Everyone depends on water because water is not only essential for all life on earth, but is also a major factor of production for all industrial activities. Every single item of consumption requires water in its production, and every sector of the economy depends on access to water at a reasonable price. While this has been recognized through the concept of “virtual water” in crops and products. (Allan, 1998), we are still far from properly accounting for our water use. As a result, many fail to recognize their own vulnerability to changes in its availability (Huntingford and Gash, 2005; Parry et al., 2004).

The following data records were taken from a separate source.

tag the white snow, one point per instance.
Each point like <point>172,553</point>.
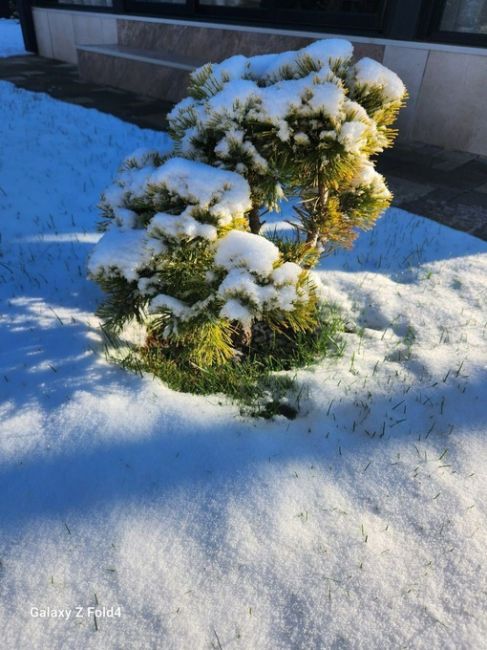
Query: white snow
<point>243,249</point>
<point>126,251</point>
<point>224,194</point>
<point>361,524</point>
<point>372,73</point>
<point>11,41</point>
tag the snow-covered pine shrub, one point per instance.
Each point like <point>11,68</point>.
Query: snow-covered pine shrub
<point>176,256</point>
<point>181,251</point>
<point>302,124</point>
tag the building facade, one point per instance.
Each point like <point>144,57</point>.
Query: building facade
<point>438,47</point>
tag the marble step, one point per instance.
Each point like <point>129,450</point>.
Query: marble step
<point>155,73</point>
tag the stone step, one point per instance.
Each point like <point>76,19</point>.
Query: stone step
<point>155,73</point>
<point>202,41</point>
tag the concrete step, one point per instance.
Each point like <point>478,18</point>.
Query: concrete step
<point>155,73</point>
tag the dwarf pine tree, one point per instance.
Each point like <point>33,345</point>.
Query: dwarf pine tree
<point>182,252</point>
<point>301,125</point>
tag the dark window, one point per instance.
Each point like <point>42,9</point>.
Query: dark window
<point>332,6</point>
<point>467,16</point>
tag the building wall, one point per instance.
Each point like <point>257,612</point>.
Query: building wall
<point>447,84</point>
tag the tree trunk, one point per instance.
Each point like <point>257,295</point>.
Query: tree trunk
<point>254,221</point>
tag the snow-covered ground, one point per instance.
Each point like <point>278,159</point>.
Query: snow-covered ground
<point>361,524</point>
<point>11,41</point>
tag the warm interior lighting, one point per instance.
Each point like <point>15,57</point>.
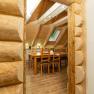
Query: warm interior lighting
<point>54,35</point>
<point>31,5</point>
<point>27,46</point>
<point>38,45</point>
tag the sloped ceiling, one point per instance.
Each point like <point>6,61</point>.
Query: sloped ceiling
<point>39,33</point>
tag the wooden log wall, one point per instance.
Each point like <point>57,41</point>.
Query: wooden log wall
<point>11,46</point>
<point>76,45</point>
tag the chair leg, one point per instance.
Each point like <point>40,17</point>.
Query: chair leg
<point>41,68</point>
<point>48,69</point>
<point>53,67</point>
<point>59,67</point>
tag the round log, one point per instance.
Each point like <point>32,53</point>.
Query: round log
<point>11,28</point>
<point>14,89</point>
<point>78,43</point>
<point>11,51</point>
<point>78,1</point>
<point>77,8</point>
<point>12,7</point>
<point>79,74</point>
<point>79,58</point>
<point>79,89</point>
<point>78,20</point>
<point>78,31</point>
<point>11,73</point>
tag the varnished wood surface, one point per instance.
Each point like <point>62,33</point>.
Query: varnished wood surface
<point>47,84</point>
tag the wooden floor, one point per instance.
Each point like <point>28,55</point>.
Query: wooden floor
<point>47,84</point>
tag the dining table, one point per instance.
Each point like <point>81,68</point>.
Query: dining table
<point>37,56</point>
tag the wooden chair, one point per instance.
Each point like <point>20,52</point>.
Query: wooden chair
<point>45,59</point>
<point>56,61</point>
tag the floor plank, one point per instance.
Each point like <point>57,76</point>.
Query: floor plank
<point>47,84</point>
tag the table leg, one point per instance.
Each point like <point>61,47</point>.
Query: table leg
<point>35,66</point>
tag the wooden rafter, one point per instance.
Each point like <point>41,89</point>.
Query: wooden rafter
<point>60,36</point>
<point>67,2</point>
<point>43,6</point>
<point>61,15</point>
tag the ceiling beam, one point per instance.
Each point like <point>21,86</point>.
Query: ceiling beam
<point>66,2</point>
<point>43,6</point>
<point>58,17</point>
<point>55,24</point>
<point>61,35</point>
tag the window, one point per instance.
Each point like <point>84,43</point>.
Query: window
<point>54,35</point>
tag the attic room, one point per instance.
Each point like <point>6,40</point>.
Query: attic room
<point>47,30</point>
<point>42,47</point>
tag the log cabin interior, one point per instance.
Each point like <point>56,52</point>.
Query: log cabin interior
<point>46,47</point>
<point>42,47</point>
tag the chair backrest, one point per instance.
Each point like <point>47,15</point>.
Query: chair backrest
<point>45,55</point>
<point>56,56</point>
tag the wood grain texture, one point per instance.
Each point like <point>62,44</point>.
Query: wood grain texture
<point>71,50</point>
<point>79,89</point>
<point>78,20</point>
<point>13,89</point>
<point>11,73</point>
<point>47,84</point>
<point>12,7</point>
<point>78,31</point>
<point>11,51</point>
<point>79,58</point>
<point>11,28</point>
<point>78,43</point>
<point>67,2</point>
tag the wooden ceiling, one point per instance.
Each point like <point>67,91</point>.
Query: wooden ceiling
<point>43,6</point>
<point>66,2</point>
<point>37,33</point>
<point>12,7</point>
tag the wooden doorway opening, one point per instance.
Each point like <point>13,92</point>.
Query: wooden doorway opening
<point>76,46</point>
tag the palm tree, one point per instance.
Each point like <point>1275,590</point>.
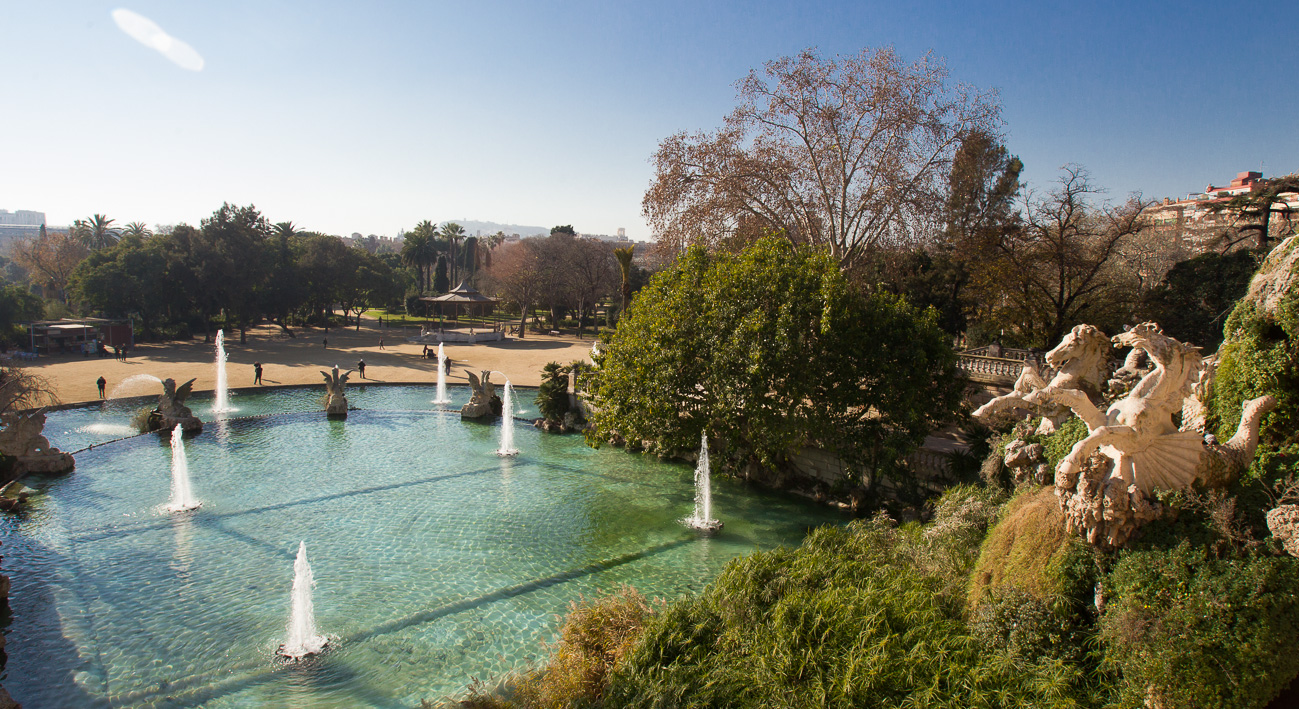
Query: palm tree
<point>96,233</point>
<point>624,256</point>
<point>454,233</point>
<point>138,230</point>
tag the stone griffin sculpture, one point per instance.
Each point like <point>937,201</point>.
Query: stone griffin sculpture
<point>483,400</point>
<point>1081,361</point>
<point>1135,447</point>
<point>335,401</point>
<point>172,410</point>
<point>21,439</point>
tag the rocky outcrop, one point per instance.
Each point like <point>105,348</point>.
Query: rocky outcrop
<point>1284,522</point>
<point>1106,483</point>
<point>1026,462</point>
<point>1080,362</point>
<point>335,399</point>
<point>21,439</point>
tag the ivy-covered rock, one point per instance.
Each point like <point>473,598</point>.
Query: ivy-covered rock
<point>1189,630</point>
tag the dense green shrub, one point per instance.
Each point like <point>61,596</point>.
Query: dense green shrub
<point>863,616</point>
<point>552,399</point>
<point>1190,630</point>
<point>1260,355</point>
<point>1190,300</point>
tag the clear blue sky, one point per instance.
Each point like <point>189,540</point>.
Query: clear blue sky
<point>372,116</point>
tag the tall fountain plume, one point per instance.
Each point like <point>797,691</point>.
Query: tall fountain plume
<point>303,639</point>
<point>507,423</point>
<point>222,404</point>
<point>182,497</point>
<point>442,377</point>
<point>129,386</point>
<point>703,516</point>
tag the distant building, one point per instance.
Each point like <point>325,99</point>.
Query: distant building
<point>18,225</point>
<point>22,217</point>
<point>1197,227</point>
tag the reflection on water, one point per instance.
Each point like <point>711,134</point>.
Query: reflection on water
<point>435,560</point>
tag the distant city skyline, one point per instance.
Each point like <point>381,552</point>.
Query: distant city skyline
<point>343,117</point>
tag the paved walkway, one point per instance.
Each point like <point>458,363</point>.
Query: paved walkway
<point>299,360</point>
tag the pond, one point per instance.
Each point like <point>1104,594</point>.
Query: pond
<point>435,560</point>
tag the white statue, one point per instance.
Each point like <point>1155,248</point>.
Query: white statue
<point>1141,448</point>
<point>335,400</point>
<point>1081,362</point>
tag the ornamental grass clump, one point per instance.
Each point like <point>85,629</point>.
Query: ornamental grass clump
<point>1190,630</point>
<point>847,620</point>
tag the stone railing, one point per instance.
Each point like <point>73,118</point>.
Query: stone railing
<point>989,370</point>
<point>1007,352</point>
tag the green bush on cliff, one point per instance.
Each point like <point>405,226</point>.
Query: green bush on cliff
<point>864,616</point>
<point>1190,630</point>
<point>769,351</point>
<point>1260,355</point>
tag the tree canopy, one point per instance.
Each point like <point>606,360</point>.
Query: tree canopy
<point>769,351</point>
<point>848,153</point>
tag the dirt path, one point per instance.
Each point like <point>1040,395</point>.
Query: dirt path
<point>300,360</point>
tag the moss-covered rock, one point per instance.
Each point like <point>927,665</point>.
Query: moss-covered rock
<point>1260,351</point>
<point>1029,549</point>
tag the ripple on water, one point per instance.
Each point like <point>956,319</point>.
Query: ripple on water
<point>435,561</point>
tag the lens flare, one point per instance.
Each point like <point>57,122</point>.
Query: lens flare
<point>147,33</point>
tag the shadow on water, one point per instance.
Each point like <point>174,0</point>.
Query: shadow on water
<point>330,669</point>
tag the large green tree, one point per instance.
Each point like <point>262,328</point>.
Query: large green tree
<point>844,152</point>
<point>769,351</point>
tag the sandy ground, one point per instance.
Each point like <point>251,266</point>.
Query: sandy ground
<point>300,360</point>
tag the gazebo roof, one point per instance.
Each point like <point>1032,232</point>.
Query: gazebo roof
<point>461,294</point>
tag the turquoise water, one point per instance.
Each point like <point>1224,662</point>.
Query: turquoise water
<point>435,560</point>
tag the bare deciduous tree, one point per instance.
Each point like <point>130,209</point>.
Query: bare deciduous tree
<point>1064,265</point>
<point>848,152</point>
<point>516,277</point>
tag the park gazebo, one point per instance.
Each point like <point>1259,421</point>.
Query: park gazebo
<point>461,299</point>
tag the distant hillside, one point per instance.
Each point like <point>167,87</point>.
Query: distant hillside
<point>473,227</point>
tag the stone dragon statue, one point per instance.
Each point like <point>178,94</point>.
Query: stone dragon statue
<point>1135,447</point>
<point>335,399</point>
<point>1081,362</point>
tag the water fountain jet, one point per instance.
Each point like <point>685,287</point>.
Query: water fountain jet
<point>303,639</point>
<point>182,497</point>
<point>125,386</point>
<point>222,403</point>
<point>507,423</point>
<point>703,517</point>
<point>442,377</point>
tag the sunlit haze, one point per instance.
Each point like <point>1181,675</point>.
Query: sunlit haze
<point>373,116</point>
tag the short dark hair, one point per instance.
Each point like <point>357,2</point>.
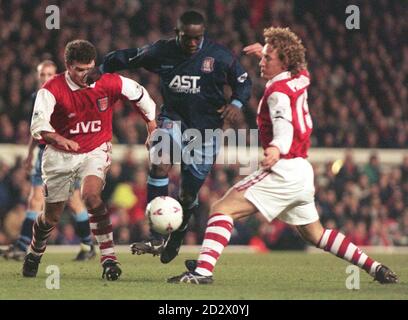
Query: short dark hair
<point>81,51</point>
<point>191,17</point>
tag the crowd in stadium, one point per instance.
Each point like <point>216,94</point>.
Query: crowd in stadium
<point>358,98</point>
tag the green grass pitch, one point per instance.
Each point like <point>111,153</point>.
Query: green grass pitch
<point>276,275</point>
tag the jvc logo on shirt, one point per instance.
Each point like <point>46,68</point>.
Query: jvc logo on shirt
<point>85,127</point>
<point>185,84</point>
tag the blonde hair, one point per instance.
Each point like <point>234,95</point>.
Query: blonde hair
<point>47,63</point>
<point>289,48</point>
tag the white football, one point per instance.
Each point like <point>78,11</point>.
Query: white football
<point>165,214</point>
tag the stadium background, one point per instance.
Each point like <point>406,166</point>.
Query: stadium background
<point>358,99</point>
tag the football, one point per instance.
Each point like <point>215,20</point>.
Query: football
<point>165,214</point>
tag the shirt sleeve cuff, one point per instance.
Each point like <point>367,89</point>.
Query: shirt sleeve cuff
<point>237,103</point>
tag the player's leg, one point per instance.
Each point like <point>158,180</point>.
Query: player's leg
<point>166,141</point>
<point>232,206</point>
<point>42,228</point>
<point>83,230</point>
<point>57,173</point>
<point>161,157</point>
<point>34,207</point>
<point>188,198</point>
<point>194,171</point>
<point>92,172</point>
<point>338,244</point>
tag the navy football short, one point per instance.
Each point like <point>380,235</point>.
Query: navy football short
<point>36,174</point>
<point>194,156</point>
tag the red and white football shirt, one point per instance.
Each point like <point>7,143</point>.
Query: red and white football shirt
<point>283,115</point>
<point>84,115</point>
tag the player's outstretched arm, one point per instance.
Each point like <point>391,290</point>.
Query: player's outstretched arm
<point>253,49</point>
<point>230,113</point>
<point>59,141</point>
<point>28,161</point>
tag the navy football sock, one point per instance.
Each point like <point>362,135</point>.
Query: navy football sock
<point>26,231</point>
<point>83,229</point>
<point>156,187</point>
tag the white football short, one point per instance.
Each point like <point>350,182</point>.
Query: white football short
<point>60,169</point>
<point>286,192</point>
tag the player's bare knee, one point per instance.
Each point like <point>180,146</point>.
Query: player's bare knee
<point>91,200</point>
<point>221,206</point>
<point>52,218</point>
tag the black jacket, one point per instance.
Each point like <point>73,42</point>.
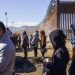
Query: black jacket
<point>60,56</point>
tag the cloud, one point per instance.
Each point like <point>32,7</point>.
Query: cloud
<point>19,24</point>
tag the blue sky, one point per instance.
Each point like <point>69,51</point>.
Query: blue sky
<point>21,12</point>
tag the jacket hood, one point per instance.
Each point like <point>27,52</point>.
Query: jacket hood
<point>57,38</point>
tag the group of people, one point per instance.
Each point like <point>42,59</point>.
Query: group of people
<point>60,57</point>
<point>34,40</point>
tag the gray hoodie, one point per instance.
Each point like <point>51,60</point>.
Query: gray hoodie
<point>7,55</point>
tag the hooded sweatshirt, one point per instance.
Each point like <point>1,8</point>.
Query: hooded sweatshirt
<point>7,55</point>
<point>60,56</point>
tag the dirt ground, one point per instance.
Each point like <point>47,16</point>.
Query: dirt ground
<point>48,54</point>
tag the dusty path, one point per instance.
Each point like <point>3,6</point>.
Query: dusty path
<point>39,65</point>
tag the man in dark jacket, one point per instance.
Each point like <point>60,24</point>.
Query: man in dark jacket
<point>60,56</point>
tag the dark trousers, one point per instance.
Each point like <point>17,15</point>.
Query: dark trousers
<point>35,51</point>
<point>25,53</point>
<point>43,50</point>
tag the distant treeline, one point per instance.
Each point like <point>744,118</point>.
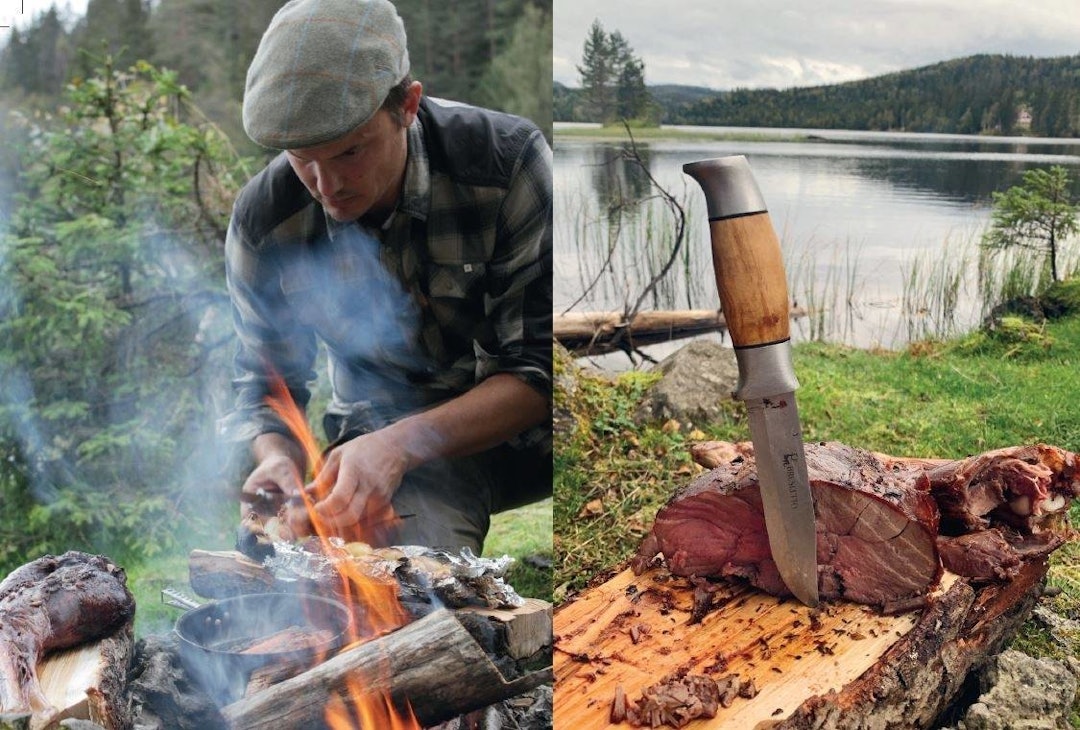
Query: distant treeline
<point>489,52</point>
<point>983,94</point>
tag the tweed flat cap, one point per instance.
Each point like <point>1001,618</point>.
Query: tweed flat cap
<point>322,69</point>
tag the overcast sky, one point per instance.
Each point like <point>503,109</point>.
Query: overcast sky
<point>782,43</point>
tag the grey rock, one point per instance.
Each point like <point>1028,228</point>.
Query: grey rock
<point>697,379</point>
<point>1021,692</point>
<point>72,724</point>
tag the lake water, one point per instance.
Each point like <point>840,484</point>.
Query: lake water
<point>859,214</point>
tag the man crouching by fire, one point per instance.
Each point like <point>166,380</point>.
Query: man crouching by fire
<point>412,238</point>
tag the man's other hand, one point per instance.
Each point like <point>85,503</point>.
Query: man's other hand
<point>363,475</point>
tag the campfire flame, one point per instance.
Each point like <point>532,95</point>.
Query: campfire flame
<point>373,600</point>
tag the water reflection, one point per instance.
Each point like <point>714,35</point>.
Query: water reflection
<point>859,216</point>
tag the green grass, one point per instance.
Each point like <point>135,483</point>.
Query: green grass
<point>525,532</point>
<point>935,400</point>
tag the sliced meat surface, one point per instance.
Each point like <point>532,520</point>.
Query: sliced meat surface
<point>54,603</point>
<point>876,528</point>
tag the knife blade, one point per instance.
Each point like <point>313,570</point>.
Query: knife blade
<point>753,289</point>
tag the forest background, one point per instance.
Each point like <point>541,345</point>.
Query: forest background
<point>123,151</point>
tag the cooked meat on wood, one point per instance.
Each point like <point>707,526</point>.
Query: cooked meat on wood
<point>877,518</point>
<point>876,528</point>
<point>54,603</point>
<point>674,701</point>
<point>1027,488</point>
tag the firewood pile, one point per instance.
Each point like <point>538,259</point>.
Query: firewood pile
<point>444,667</point>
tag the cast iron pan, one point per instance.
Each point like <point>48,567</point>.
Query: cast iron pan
<point>212,637</point>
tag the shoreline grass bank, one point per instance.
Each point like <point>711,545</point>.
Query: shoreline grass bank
<point>934,399</point>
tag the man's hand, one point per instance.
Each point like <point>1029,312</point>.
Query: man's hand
<point>363,475</point>
<point>278,474</point>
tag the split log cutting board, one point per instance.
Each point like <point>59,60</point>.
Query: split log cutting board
<point>833,667</point>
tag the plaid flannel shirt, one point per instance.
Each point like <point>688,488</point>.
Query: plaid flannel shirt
<point>455,287</point>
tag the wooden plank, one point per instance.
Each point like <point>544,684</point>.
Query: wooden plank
<point>791,652</point>
<point>89,681</point>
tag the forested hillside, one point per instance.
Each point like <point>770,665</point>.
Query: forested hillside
<point>490,52</point>
<point>984,94</point>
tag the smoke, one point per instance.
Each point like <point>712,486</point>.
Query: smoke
<point>366,318</point>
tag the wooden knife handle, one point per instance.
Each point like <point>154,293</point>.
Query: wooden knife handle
<point>751,279</point>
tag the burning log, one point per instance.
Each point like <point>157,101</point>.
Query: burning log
<point>518,633</point>
<point>223,575</point>
<point>433,665</point>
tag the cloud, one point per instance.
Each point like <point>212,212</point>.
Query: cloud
<point>782,43</point>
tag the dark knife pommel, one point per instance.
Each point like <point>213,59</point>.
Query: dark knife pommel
<point>753,289</point>
<point>746,256</point>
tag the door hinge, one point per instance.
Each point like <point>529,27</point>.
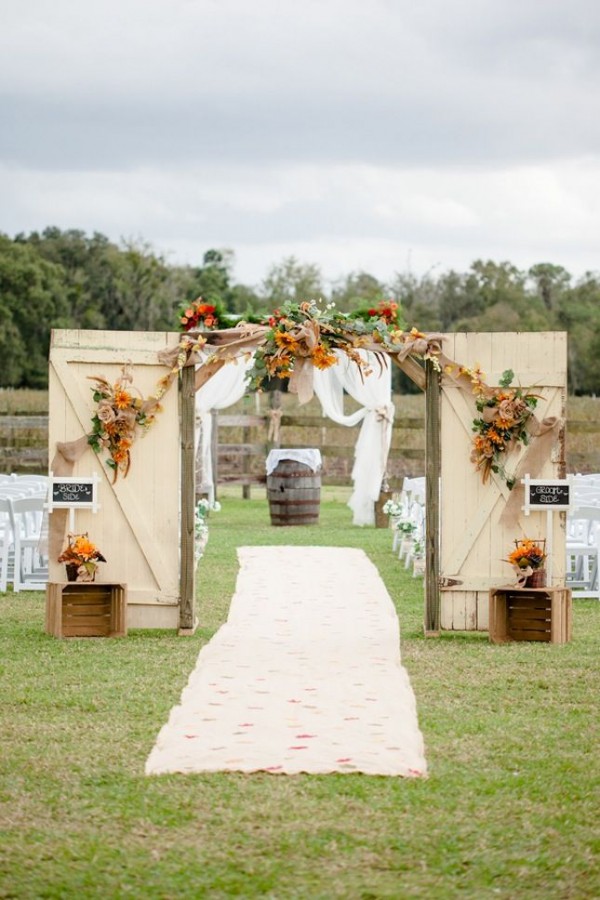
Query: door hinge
<point>448,582</point>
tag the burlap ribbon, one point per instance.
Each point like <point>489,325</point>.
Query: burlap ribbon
<point>274,433</point>
<point>537,453</point>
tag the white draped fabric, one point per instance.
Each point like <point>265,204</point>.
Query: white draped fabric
<point>374,393</point>
<point>225,388</point>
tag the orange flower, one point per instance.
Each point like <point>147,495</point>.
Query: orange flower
<point>122,399</point>
<point>286,340</point>
<point>323,358</point>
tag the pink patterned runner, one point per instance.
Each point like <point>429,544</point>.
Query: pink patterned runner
<point>305,676</point>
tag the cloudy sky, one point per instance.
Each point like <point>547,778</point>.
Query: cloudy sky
<point>375,135</point>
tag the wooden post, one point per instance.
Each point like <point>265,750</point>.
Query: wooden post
<point>214,449</point>
<point>432,499</point>
<point>187,612</point>
<point>245,462</point>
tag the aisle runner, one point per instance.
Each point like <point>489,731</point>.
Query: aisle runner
<point>305,676</point>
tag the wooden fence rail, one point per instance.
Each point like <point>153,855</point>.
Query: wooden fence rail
<point>241,443</point>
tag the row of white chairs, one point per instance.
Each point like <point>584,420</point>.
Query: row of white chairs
<point>22,501</point>
<point>583,532</point>
<point>583,537</point>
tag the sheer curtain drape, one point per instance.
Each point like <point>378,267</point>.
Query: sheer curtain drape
<point>225,388</point>
<point>374,393</point>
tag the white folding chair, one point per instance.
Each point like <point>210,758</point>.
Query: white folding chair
<point>6,543</point>
<point>30,567</point>
<point>583,547</point>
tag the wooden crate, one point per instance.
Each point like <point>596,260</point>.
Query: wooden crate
<point>530,614</point>
<point>76,609</point>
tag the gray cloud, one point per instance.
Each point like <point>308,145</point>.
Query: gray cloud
<point>450,128</point>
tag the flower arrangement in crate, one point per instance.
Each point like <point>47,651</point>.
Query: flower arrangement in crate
<point>81,557</point>
<point>527,559</point>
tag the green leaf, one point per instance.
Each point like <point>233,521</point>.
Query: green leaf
<point>507,377</point>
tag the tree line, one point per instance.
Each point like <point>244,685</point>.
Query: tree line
<point>68,279</point>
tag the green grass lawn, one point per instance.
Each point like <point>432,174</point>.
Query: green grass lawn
<point>510,808</point>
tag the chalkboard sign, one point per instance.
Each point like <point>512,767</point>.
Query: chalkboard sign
<point>547,494</point>
<point>550,495</point>
<point>70,493</point>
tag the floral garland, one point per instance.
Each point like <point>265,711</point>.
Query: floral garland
<point>502,423</point>
<point>201,316</point>
<point>122,413</point>
<point>308,333</point>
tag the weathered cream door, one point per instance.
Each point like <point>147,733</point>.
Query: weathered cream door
<point>474,538</point>
<point>138,525</point>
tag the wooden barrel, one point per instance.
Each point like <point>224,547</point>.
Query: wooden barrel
<point>294,494</point>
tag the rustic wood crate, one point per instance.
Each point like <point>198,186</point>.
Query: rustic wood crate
<point>76,609</point>
<point>530,614</point>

Water related vulnerability exists in both urban and rural areas with increased water stress resulting from population growth and increased economic development. At the same time, climate variability has in some areas reduced water supplies, and expectations are that this will only worsen in the future (Rijsberman, 2006; Rockstrom et al., 2011). Only through good demand management, careful planning of water systems, and reduction of inefficient use will it be possible to reduce the level of human vulnerability to the negative impacts of increased water stress (Tompkins, 2007).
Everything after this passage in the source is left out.